Se si ascolta davvero, ci si accorge che ogni racconto ha una sua musica. Alcune narrazioni hanno un andamento regolare e respirabile, altre sono tese, contratte, come se non ci fosse spazio per una pausa; altre ancora oscillano, e in quell’oscillazione rivelano qualcosa che le parole, da sole, non riescono a dire.
Per questo, nel lavoro analitico, non basta capire “che cosa” viene detto, ma occorre anche ascoltare “come” viene detto. Dove il tono si incrina, dove accelera, dove si spegne. È lì che spesso si trova il punto vivo dell’esperienza.

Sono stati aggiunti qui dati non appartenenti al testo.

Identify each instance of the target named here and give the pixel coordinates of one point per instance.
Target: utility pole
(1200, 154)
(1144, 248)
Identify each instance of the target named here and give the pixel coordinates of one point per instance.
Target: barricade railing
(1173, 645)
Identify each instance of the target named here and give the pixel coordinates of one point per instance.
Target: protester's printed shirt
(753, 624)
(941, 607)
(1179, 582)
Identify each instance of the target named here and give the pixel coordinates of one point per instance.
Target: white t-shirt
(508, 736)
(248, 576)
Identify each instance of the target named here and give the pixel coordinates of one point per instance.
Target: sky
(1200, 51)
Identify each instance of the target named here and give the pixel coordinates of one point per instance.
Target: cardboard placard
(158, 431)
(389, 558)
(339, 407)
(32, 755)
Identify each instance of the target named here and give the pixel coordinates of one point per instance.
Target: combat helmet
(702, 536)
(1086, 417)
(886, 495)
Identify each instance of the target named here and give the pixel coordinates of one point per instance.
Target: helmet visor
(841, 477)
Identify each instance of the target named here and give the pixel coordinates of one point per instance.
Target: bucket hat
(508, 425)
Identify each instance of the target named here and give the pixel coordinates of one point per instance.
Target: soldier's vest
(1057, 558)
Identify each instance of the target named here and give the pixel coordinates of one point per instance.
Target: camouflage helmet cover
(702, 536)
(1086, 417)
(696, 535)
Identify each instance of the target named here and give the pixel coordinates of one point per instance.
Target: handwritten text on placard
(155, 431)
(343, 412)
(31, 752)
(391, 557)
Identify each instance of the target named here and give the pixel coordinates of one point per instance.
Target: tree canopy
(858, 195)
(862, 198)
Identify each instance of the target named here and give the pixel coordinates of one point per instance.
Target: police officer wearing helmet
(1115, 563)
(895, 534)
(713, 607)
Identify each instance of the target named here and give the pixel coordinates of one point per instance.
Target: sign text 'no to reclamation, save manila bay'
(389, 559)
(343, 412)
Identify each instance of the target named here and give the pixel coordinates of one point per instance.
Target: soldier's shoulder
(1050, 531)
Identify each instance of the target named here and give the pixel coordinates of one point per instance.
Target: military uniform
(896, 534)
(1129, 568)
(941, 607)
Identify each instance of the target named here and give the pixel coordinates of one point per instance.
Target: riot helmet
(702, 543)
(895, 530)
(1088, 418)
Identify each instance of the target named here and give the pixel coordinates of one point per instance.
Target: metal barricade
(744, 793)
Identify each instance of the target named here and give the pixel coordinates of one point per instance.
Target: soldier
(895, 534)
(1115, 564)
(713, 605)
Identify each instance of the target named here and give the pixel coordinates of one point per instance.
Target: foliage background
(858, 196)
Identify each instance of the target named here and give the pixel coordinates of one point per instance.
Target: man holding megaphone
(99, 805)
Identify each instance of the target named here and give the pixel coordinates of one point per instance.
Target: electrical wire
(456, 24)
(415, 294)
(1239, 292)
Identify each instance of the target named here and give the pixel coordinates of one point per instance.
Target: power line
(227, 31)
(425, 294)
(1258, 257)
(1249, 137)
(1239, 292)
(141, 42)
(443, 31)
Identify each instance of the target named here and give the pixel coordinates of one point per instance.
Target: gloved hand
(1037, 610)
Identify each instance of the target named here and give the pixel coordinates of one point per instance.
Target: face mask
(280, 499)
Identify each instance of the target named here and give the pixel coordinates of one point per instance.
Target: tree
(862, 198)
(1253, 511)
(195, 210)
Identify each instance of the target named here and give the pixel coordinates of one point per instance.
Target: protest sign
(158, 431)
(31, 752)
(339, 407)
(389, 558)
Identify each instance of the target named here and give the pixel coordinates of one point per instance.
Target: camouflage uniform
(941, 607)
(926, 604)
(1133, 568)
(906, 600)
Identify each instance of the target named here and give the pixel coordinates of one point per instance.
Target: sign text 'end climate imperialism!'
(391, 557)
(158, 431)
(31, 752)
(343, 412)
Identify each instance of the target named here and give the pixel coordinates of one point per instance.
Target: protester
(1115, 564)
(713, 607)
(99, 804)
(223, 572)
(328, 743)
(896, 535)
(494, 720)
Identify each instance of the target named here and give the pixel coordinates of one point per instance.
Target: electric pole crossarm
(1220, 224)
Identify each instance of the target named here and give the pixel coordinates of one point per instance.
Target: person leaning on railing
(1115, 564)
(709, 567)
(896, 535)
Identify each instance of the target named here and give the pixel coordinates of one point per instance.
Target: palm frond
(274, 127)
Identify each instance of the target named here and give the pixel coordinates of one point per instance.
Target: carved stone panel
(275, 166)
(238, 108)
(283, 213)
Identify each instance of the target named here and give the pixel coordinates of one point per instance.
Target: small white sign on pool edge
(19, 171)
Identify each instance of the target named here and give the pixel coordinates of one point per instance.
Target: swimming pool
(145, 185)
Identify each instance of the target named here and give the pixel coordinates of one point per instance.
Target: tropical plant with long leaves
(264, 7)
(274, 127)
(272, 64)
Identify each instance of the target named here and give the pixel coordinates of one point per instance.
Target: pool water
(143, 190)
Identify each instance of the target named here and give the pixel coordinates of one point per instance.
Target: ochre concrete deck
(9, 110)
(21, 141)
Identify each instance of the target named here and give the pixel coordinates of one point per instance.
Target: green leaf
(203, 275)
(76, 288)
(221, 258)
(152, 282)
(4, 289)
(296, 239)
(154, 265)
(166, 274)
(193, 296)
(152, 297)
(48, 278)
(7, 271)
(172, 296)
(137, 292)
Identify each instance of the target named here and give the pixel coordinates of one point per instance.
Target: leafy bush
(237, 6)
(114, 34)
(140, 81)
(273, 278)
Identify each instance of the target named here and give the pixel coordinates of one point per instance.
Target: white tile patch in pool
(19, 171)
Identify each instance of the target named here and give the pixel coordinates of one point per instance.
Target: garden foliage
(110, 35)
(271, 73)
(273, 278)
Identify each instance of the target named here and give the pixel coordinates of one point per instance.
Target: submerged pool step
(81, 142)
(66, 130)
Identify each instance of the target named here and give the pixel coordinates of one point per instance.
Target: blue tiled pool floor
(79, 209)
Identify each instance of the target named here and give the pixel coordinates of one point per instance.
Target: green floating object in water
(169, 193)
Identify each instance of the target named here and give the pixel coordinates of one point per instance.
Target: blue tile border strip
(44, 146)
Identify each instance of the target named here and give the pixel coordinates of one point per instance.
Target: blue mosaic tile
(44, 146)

Mi capita allora di pensare che il lavoro che si fa insieme, seduta dopo seduta, assomigli molto a una composizione. Non nel senso estetico del termine, ma in quello più concreto e faticoso del trovare un ritmo comune. Si prova, si sbaglia, si riprende. Si torna sugli stessi temi, che però, ogni volta, suonano in modo leggermente diverso e, come accade nella musica, non esiste un effetto garantito. Il musicista non può sapere che cosa accadrà nell’ascoltatore: offre una forma, ma il significato si compie nell’incontro con chi ascolta. Allo stesso modo, ciò che prende forma tra analista e paziente non appartiene mai a uno solo dei due, ma è un lavoro condiviso, che richiede tempo, fiducia e una certa disponibilità a restare dentro ciò che non è ancora chiaro.
Quando questo accade, quando cioè si crea una condizione sufficientemente sicura, allora qualcosa si muove e non necessariamente in modo eclatante. Piuttosto in modo sottile, come un passaggio da una tonalità a un’altra. Chi ha un minimo di esperienza sa che questi passaggi, proprio perché non fanno rumore, sono spesso i più decisivi.
Resta, a margine, una considerazione semplice, che però continuo a trovare non banale: se la musica ha preceduto la parola, allora forse la comprensione non nasce soltanto da ciò che si dice, ma anche da come si ascolta. Imparare ad ascoltare, in fondo, significa anche imparare a tollerare ciò che non è immediatamente traducibile.
Per questo motivo, ogni tanto, vale la pena lasciare che sia la musica a fare il suo lavoro, senza chiederle spiegazioni. Un brano come “A Heavy Heart” di Anthony Greninger, ad esempio, non chiarisce, non spiega, ma accompagna. E, in certi momenti, accompagnare è già molto.
Chi lavora con le parole lo sa, anche se non sempre lo dice: quando le parole trovano il loro ritmo, smettono di essere soltanto parole. Diventano qualcosa che assomiglia, molto da vicino, alla musica.